Re: Exactly that commit (was Re: Latest -current 100% hang at the late boot stage)

From: Kenneth D. Merry <ken_at_freebsd.org> Date: Wed, 22 Jun 2011 14:09:19 -0600 · This archive was generated by hypermail 2.4.0 : Wed May 19 2021 - 11:40:15 UTC

On Wed, Jun 22, 2011 at 08:13:25 +0400, Andrey Chernov wrote:
> On Tue, Jun 21, 2011 at 09:54:04PM -0600, Kenneth D. Merry wrote:
> > These two are interesting:
> > 
> > > http://img825.imageshack.us/img825/1249/21062011014m.jpg
> > > http://img839.imageshack.us/img839/3791/21062011015.jpg
> > 
> > It looks like the GEOM event thread is stuck inside the cd(4) driver.  The
> > cd(4) driver is trying to acquire the peripheral lock, and is sleeping
> > until it gets it.
> > 
> > What isn't clear is who is holding it.  The ps output shows an idle thread
> > running on CPU 1, and thread 100014 (taskq) running on CPU 0.
> > Unfortunately I don't see a stack trace for that.  (I might have missed
> > it.)
> > 
> > Do you happen to have the image with the stack trace for that thread?
> 
> I don't have the image because no disks are mounted at that stage and the 
> swap slice is not attached. But I can issue more specific DDB commands to 
> narrow it down, just say what you need in detail.
> 
> BTW, the machine have 2 DVD both are attached to Marvell IDE plain ATA 
> interface, they always works before.
> 
> Are you sure that something holding the lock? 'show lock' shows absolutely 
> nothing, it is empty.

Well, after looking at the code a little more, it looks like the "lock"
that is being held is the periph lock, which is really just a flag.
So 'show lock' wouldn't show anything relevant.  Here's cam_periph_hold():

int
cam_periph_hold(struct cam_periph *periph, int priority)
{
	int error;

	/*
	 * Increment the reference count on the peripheral
	 * while we wait for our lock attempt to succeed
	 * to ensure the peripheral doesn't disappear out
	 * from user us while we sleep.
	 */

	if (cam_periph_acquire(periph) != CAM_REQ_CMP)
		return (ENXIO);

	mtx_assert(periph->sim->mtx, MA_OWNED);
	while ((periph->flags & CAM_PERIPH_LOCKED) != 0) {
		periph->flags |= CAM_PERIPH_LOCK_WANTED;
		if ((error = mtx_sleep(periph, periph->sim->mtx, priority,
		     "caplck", 0)) != 0) {
			cam_periph_release_locked(periph);
			return (error);
		}
	}

	periph->flags |= CAM_PERIPH_LOCKED;
	return (0);
}

The GEOM event thread is stuck sleeping in the mtx_sleep() call above.  So
that tells me that one of several things is going on:

 - There is a path in the cd(4) driver where it can call cam_periph_hold()
   but not cam_periph_unhold().

 - There is another thread in the system that has called cam_periph_hold(),
   and has gotten stuck before it can call cam_periph_unhold().

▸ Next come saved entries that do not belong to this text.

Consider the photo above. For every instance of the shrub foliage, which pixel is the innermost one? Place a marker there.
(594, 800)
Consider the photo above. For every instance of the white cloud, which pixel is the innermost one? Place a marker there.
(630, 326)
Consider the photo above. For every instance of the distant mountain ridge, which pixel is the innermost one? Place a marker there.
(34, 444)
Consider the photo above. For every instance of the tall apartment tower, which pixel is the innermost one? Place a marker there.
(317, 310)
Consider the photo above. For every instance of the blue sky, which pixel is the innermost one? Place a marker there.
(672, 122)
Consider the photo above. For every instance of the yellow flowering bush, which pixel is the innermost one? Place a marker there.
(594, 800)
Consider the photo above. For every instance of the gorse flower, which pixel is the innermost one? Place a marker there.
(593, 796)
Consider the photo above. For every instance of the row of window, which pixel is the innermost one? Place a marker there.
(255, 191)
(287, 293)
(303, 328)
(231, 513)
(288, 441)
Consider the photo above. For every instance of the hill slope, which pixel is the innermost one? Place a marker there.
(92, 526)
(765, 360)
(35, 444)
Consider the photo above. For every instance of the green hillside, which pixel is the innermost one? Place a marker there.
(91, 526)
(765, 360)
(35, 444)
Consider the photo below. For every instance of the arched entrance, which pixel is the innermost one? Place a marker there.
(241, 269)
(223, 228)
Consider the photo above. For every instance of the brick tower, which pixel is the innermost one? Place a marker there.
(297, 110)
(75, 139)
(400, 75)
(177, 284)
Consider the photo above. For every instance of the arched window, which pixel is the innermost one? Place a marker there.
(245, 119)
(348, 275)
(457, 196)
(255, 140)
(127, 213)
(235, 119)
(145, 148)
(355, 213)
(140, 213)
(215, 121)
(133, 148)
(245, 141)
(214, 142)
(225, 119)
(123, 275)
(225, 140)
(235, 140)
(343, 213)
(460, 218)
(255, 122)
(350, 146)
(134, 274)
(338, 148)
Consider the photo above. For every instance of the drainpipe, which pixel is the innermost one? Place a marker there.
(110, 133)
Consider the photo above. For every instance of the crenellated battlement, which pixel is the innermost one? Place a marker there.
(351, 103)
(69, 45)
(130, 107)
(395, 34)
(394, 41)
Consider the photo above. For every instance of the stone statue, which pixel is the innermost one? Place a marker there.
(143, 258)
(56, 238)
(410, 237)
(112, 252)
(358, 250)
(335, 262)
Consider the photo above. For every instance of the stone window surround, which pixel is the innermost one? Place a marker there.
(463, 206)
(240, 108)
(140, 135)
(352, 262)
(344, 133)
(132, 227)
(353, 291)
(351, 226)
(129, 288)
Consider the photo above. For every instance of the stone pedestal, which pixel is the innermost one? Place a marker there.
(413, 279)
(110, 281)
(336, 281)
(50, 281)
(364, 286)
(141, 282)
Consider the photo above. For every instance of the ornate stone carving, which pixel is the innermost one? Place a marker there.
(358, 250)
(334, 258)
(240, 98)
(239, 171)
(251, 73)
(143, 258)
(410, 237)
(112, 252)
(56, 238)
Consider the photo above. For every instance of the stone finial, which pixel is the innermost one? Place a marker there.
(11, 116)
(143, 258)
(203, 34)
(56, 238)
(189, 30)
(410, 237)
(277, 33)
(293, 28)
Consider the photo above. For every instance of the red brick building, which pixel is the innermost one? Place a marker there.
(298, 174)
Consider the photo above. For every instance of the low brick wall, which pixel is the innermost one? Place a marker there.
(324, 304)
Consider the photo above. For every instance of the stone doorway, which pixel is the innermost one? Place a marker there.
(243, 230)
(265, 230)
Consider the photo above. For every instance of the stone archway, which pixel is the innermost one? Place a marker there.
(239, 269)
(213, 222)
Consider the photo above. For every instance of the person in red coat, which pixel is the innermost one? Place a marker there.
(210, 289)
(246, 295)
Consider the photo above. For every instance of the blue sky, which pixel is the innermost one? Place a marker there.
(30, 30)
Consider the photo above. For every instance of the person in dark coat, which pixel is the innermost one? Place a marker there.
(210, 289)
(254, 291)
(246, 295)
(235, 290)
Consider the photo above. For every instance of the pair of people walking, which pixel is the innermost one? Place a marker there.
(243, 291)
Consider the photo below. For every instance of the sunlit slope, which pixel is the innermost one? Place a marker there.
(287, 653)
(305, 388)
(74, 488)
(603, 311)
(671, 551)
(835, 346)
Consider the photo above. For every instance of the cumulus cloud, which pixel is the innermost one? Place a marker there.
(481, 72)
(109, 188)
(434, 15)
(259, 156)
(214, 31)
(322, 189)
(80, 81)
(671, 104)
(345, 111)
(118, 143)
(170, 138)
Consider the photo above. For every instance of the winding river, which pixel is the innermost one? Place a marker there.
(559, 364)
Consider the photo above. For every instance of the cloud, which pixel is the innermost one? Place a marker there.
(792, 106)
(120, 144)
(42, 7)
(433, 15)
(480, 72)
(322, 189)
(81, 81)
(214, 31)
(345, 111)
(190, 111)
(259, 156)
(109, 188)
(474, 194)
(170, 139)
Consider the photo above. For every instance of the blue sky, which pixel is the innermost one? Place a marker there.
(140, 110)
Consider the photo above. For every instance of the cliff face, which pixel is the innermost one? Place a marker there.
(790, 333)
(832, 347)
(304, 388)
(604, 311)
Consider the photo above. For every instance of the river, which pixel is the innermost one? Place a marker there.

 - The hold/unhold logic is broken, and there is a case where a thread
   waiting for the lock can miss the wakeup.  After looking at the code, I
   don't think this is the case, but I may have missed something.

So it is probably one of the first two cases.  From the dmesg, I only see
cd1 listed, not cd0.  So it is possible that cd0 is stuck in the probe code
somewhere, and the geom code just gets stuck trying to open it when the
probe hasn't completed.

Seeing the stack trace for the taskq thread that is running on CPU 0
(process 100014) might be enlightening, it's hard to say.  That may or may
not show the issue.

It's possible that this issue is directly related to the commit in
question; perhaps there is an error being returned that wasn't returned
before and it isn't being handled right in the cd(4) driver.  (The cd(4)
driver wasn't touched in the commit.)

It's also possible that the commit in question just changed the timing and
your system is hitting a race that was there previously.

Ken
-- 
Kenneth Merry
ken_at_FreeBSD.ORG